Sample Consequential Damages Clause

In previous articles, I’ve talked about clauses excluding the recovery of consequential damages.  Here’s an example of such a clause:

BUYER RELEASES SELLER FROM ANY LIABILITY FOR INCIDENTAL AND CONSEQUENTIAL DAMAGES ATTRIBUTABLE TO OR RELATING TO THE PRODUCT, SELLER’S LIABILITY BEING LIMITED TO THE COST OF REPAIR OR REPLACEMENT OF ANY DEFECTIVE PRODUCT PURSUANT TO THE FIRST SENTENCE OF THIS PARAGRAPH.

This is exactly how such a clause should look in a contract – big, prominent, capitalized letters.  In a legal dispute, when you try to use this clause to your advantage, the other side can’t say they missed or ignored it.

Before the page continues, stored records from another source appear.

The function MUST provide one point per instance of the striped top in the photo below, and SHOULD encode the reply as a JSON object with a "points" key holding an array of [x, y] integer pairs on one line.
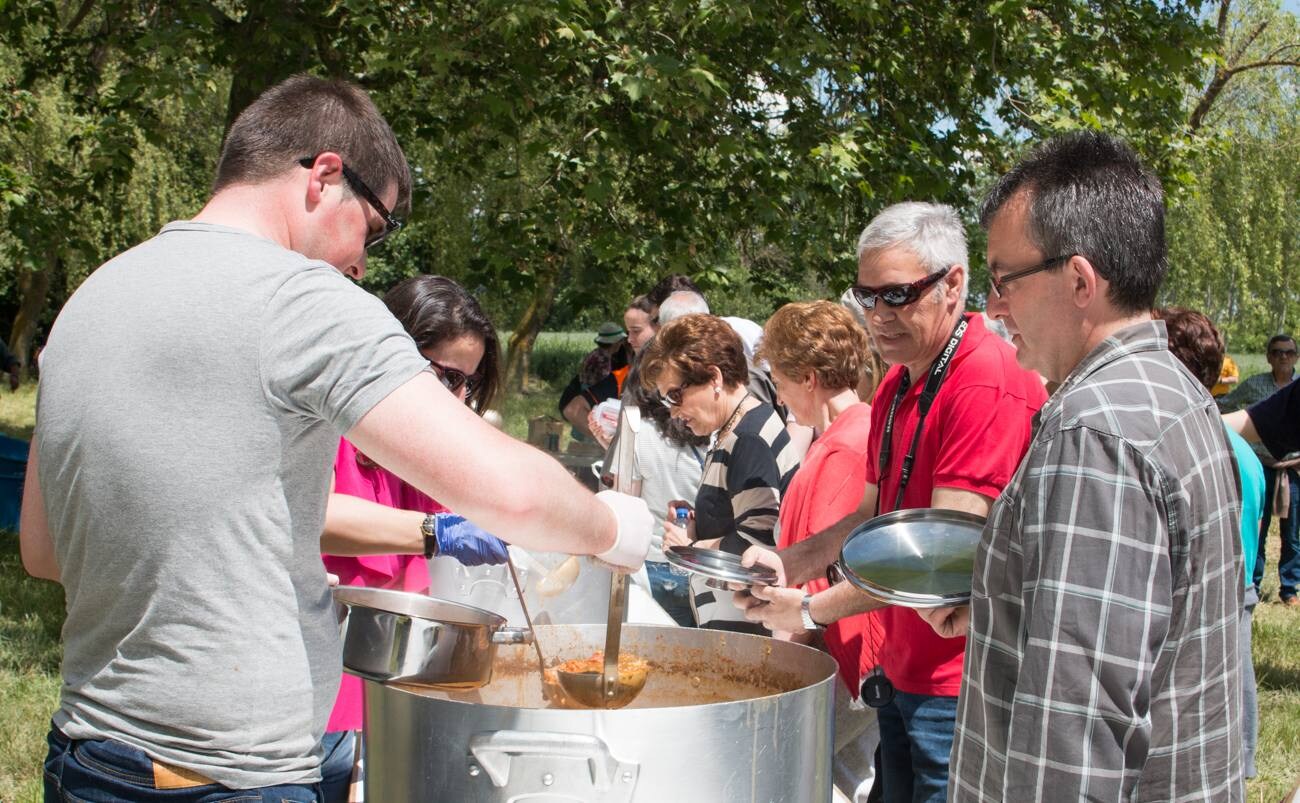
{"points": [[740, 494]]}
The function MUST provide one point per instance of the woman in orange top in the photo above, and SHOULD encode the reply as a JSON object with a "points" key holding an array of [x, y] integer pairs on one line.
{"points": [[817, 352]]}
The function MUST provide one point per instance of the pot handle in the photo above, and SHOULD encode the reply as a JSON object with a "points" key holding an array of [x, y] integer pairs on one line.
{"points": [[559, 764], [512, 636]]}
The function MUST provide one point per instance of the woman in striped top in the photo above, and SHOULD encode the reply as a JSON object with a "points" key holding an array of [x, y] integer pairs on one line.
{"points": [[698, 367]]}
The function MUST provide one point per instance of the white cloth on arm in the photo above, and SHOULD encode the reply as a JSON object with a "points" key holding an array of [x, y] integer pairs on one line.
{"points": [[193, 396]]}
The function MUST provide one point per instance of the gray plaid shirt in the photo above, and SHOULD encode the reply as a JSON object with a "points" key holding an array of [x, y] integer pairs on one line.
{"points": [[1103, 660]]}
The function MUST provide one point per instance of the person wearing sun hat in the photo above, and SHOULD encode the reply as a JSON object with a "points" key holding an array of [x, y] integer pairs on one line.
{"points": [[599, 377]]}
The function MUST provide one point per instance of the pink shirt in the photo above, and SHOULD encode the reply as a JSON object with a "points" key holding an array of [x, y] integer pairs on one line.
{"points": [[356, 476], [827, 487]]}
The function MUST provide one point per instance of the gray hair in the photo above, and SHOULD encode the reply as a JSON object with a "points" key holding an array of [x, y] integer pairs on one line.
{"points": [[932, 231], [681, 303], [1091, 195]]}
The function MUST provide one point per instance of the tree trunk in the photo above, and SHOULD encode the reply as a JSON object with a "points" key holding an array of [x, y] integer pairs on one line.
{"points": [[34, 294], [521, 341]]}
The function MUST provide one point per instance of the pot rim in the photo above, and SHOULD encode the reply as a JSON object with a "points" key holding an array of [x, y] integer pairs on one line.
{"points": [[417, 606]]}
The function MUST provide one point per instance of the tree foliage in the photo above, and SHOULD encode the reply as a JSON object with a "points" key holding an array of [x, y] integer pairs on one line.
{"points": [[568, 152], [1235, 237]]}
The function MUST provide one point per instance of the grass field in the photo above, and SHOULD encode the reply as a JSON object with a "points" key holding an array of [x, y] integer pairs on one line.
{"points": [[31, 616]]}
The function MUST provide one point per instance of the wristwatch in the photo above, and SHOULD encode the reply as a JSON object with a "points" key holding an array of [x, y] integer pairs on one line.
{"points": [[429, 529], [806, 613]]}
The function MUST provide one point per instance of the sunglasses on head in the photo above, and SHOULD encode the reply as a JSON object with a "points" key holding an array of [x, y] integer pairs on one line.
{"points": [[359, 187], [454, 378], [896, 295], [671, 398]]}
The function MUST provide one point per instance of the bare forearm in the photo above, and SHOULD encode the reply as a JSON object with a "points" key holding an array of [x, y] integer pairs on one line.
{"points": [[810, 558], [34, 539], [512, 490], [359, 526], [839, 600]]}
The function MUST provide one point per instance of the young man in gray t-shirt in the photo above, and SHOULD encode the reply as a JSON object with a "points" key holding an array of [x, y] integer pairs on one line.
{"points": [[193, 394]]}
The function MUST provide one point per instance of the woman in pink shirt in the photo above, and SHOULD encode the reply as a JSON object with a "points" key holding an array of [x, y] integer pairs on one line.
{"points": [[818, 354], [454, 334]]}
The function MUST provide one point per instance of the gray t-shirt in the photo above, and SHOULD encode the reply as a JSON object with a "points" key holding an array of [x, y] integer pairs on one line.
{"points": [[193, 395]]}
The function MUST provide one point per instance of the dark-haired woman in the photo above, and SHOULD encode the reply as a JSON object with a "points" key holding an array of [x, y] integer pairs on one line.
{"points": [[369, 502], [697, 365]]}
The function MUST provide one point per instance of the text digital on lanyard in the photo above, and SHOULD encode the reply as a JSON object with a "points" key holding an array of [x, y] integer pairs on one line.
{"points": [[876, 689]]}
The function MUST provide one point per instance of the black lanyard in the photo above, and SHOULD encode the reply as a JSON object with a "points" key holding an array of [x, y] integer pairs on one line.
{"points": [[927, 398]]}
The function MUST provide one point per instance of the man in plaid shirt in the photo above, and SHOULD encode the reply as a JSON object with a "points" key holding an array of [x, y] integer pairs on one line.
{"points": [[1101, 659]]}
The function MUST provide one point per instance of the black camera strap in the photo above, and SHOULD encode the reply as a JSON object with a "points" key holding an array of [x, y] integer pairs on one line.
{"points": [[876, 690], [934, 381]]}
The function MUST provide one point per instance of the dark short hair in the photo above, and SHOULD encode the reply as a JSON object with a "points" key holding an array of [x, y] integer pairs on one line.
{"points": [[670, 285], [1195, 342], [648, 402], [693, 344], [644, 304], [434, 311], [302, 117], [1088, 194]]}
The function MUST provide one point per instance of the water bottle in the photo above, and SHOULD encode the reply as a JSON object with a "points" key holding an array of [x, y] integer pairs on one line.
{"points": [[683, 519]]}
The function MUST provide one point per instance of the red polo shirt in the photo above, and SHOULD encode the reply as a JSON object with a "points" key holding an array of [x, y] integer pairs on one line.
{"points": [[975, 434]]}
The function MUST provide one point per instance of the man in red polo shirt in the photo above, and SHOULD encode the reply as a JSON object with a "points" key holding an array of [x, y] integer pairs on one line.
{"points": [[911, 285]]}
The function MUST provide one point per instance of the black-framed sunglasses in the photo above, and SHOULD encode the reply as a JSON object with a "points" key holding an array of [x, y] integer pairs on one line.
{"points": [[671, 398], [454, 378], [896, 295], [354, 181], [1000, 283]]}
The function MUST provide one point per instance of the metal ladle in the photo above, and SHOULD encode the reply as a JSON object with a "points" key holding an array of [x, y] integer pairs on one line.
{"points": [[523, 604], [606, 689]]}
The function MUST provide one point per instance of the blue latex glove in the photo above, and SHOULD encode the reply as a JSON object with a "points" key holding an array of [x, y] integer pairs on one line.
{"points": [[466, 542]]}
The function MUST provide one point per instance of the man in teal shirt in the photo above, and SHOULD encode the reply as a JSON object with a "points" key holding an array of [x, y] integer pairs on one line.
{"points": [[1200, 347]]}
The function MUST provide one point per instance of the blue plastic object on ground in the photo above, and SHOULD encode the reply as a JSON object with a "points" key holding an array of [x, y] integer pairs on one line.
{"points": [[13, 471]]}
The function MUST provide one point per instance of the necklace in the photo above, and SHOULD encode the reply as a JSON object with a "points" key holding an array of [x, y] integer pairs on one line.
{"points": [[731, 420]]}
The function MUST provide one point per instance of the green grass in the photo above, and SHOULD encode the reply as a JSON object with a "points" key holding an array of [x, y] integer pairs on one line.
{"points": [[18, 415], [31, 613], [1249, 364]]}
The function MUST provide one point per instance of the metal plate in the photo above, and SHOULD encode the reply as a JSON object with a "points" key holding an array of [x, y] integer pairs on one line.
{"points": [[718, 567], [917, 559]]}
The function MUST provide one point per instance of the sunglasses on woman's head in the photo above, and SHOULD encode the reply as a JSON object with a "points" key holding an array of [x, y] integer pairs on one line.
{"points": [[671, 398], [454, 378], [896, 295]]}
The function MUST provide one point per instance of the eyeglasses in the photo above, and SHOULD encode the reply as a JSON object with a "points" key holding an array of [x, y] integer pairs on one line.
{"points": [[455, 378], [671, 398], [1000, 283], [896, 295], [354, 181]]}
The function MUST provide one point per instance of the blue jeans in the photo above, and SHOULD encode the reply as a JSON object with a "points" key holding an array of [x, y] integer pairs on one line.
{"points": [[672, 593], [103, 771], [915, 739], [337, 765], [1288, 563]]}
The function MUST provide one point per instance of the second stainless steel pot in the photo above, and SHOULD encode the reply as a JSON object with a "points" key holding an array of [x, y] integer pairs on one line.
{"points": [[408, 638], [726, 717]]}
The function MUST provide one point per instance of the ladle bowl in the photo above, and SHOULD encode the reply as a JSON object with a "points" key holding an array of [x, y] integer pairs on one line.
{"points": [[588, 689]]}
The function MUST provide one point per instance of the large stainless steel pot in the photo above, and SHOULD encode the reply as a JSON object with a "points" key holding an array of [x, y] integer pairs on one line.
{"points": [[399, 637], [724, 717]]}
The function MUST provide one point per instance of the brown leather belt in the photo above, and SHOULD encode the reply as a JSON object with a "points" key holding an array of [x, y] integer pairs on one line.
{"points": [[177, 777]]}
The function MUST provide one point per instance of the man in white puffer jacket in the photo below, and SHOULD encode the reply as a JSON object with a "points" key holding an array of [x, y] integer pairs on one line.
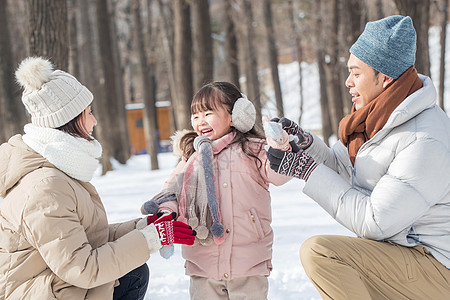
{"points": [[387, 179]]}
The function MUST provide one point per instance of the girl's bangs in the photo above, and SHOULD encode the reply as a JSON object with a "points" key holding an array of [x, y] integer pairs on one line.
{"points": [[204, 101]]}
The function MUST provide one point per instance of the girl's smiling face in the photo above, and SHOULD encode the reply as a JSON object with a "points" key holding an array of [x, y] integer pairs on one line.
{"points": [[212, 124]]}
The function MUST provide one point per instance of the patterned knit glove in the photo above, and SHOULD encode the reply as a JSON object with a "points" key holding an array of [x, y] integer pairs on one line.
{"points": [[299, 164], [148, 220], [304, 138]]}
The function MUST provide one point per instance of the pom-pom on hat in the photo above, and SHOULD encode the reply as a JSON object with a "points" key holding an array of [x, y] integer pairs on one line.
{"points": [[52, 97], [243, 114], [387, 45]]}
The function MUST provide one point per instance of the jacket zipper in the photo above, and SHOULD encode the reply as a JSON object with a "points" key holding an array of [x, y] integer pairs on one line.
{"points": [[256, 223]]}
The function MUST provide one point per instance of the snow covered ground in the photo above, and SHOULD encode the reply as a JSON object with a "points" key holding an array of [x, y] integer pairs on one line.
{"points": [[295, 216]]}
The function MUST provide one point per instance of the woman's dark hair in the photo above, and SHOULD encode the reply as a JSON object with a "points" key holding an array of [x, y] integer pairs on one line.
{"points": [[210, 97], [75, 127]]}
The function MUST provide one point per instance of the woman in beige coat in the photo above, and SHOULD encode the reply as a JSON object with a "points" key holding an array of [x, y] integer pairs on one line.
{"points": [[55, 240]]}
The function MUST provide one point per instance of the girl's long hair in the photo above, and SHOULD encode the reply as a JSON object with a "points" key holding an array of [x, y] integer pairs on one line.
{"points": [[210, 97]]}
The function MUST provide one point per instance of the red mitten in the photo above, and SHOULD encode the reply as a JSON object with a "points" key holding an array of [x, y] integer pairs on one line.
{"points": [[174, 232]]}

So, let’s say your business is sued and your adversary is claiming they lost profits because a machine you sent them didn’t perform to specification.   Your lawyer can argue strenuously that the lost profits can’t be recovered in any lawsuit.  Lost profits are a form of “consequential damages” – damages that were caused by some breach of contract.  Based on this clause, a strong argument can be made that your adversary can only recover the cost of the machine you sold them – at most.

So do courts usually uphold these kinds of provisions?  The answer is often yes.